I am trying to prove this theorem in my book. Because it is provided without proof, please let me know what you think!
$\mathbf{Theorem:}$ Let V be a finite , $n$ -dimensional vector space and let U be a subspace of V.
Define, $T: V \rightarrow V$ as $$ T(v)=proj_U(v)$$ ( ie, the orthogonal projection)
Then the following are true;
i) T is a linear transformation
ii) $Im(T)=U$ and $kerT=U^{\perp} $ where $U^{\perp}$ represents the orthogonal complement.
iii) $Dim(U)+Dim(U^{\perp})= n$
$\mathbf{Proof:}$
(i) Let $v , w \in V$ , $k \in \mathbb R$, and let $\mathbb B=\{u_1,…u_n\}$ be an orthogonal basis for V.

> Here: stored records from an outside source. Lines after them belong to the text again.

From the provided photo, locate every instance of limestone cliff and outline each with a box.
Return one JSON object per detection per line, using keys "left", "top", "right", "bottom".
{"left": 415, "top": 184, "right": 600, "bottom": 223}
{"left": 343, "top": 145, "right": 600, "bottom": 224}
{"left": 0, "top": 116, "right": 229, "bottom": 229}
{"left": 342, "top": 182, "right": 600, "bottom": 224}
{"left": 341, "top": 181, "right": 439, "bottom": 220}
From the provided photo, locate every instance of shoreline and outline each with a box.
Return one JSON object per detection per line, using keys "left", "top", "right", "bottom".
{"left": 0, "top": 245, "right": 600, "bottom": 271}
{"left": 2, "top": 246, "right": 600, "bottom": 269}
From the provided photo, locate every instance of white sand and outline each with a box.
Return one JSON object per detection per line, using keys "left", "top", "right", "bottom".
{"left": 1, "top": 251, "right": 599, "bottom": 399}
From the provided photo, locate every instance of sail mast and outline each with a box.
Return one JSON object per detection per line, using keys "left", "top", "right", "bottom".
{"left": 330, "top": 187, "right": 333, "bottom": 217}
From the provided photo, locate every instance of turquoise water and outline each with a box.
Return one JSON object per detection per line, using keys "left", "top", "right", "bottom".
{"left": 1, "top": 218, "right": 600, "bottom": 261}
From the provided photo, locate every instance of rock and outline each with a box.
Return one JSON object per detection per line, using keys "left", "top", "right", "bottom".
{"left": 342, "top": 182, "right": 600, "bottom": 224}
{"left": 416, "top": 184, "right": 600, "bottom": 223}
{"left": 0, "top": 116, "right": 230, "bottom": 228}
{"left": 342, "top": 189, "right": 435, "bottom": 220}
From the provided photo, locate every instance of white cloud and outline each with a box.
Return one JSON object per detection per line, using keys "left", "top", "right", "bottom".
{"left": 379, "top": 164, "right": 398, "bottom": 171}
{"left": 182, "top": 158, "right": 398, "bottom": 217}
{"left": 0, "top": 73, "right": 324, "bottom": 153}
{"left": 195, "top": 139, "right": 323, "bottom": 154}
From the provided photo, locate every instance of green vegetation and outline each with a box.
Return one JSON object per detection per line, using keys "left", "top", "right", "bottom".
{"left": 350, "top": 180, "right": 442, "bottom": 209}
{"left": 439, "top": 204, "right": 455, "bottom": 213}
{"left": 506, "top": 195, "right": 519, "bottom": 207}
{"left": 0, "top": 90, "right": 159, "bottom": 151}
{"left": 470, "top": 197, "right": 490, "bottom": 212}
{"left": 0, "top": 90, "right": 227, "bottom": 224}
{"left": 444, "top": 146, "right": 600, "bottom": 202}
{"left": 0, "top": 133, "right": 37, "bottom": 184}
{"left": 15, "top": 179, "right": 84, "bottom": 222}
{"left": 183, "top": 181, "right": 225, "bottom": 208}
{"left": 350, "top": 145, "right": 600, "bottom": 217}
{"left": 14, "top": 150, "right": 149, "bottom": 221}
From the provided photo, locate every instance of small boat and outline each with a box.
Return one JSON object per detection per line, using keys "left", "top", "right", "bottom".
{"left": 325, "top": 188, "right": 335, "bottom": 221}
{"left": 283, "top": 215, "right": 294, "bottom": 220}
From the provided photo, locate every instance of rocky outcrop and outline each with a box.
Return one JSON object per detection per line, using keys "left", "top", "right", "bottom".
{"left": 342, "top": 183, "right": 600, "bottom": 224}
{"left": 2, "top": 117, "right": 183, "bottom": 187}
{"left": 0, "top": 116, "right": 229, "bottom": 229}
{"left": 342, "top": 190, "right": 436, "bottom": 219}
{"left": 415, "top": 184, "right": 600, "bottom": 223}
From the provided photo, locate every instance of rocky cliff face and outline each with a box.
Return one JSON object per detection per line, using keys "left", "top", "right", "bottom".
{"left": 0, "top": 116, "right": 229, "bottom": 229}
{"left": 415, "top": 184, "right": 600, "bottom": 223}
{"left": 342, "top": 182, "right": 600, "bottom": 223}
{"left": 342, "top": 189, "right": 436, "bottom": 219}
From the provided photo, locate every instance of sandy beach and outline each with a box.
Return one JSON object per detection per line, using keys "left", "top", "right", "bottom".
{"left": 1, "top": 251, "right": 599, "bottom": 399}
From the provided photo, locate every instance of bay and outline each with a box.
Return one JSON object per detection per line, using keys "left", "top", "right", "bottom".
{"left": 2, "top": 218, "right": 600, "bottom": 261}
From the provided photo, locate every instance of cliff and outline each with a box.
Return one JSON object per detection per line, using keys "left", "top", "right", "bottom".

then we have $$T(v)= \frac{\langle v , u_1 \rangle}{\langle u_1, u_1 \rangle}u_1 +…+ \frac{\langle v, u_n \rangle}{\langle u_n, u_n \rangle}u_n$$
and $$T(w)=\frac{\langle v , w_1 \rangle}{\langle w_1, w_1 \rangle}w_1 +…+ \frac{\langle v, w_n \rangle}{\langle w_n, w_n \rangle}w_n$$
then the rest follows by invoking the inner product properties of linearity. I have it written but it will take my a long time to type that out , so for that I would just be wondering if that is the correct approach?
(ii)
Must show that $Im(T) \subseteq U$ and that $U \subseteq Im(T)$
Let $w \in Im(T)$ then there exists a$ v \in V$ such that $T(v)=w$
and we have seen that this would imply w is just the projection i.e. a linear combination of vectors $u_i$ and for $U \subseteq Im(T)$ we can simply take the projection of $u$ onto itself. Thus, showing $Im(T)=U$
Now suppose $w \in U^{\perp}$ then $$T(w)=\frac{\langle w,u_1 \rangle}{\langle u_1, u_1 \rangle }u_1+…+\frac{\langle w , u_n \rangle}{\langle u_n, u_n \rangle}u_n=0$$ ie $w \in Ker(T)$ and now now suppose $w \ in Ker(T)$ then $T(w)=0$ , using the fact that for any $w \in V$ we have $w-T(w) \in U^{\perp}$ then this gives $w-0 \in U^{\perp}$ that is $w \in U^{\perp}$ i.e. $Ker(T) \subseteq U^{\perp}$
(iii) This follows directly from the rank nullity theorem, which states $dim(ImT)+dim(KerT)=dim(V)$
Let me know what you all think, any suggestions etc, thanks!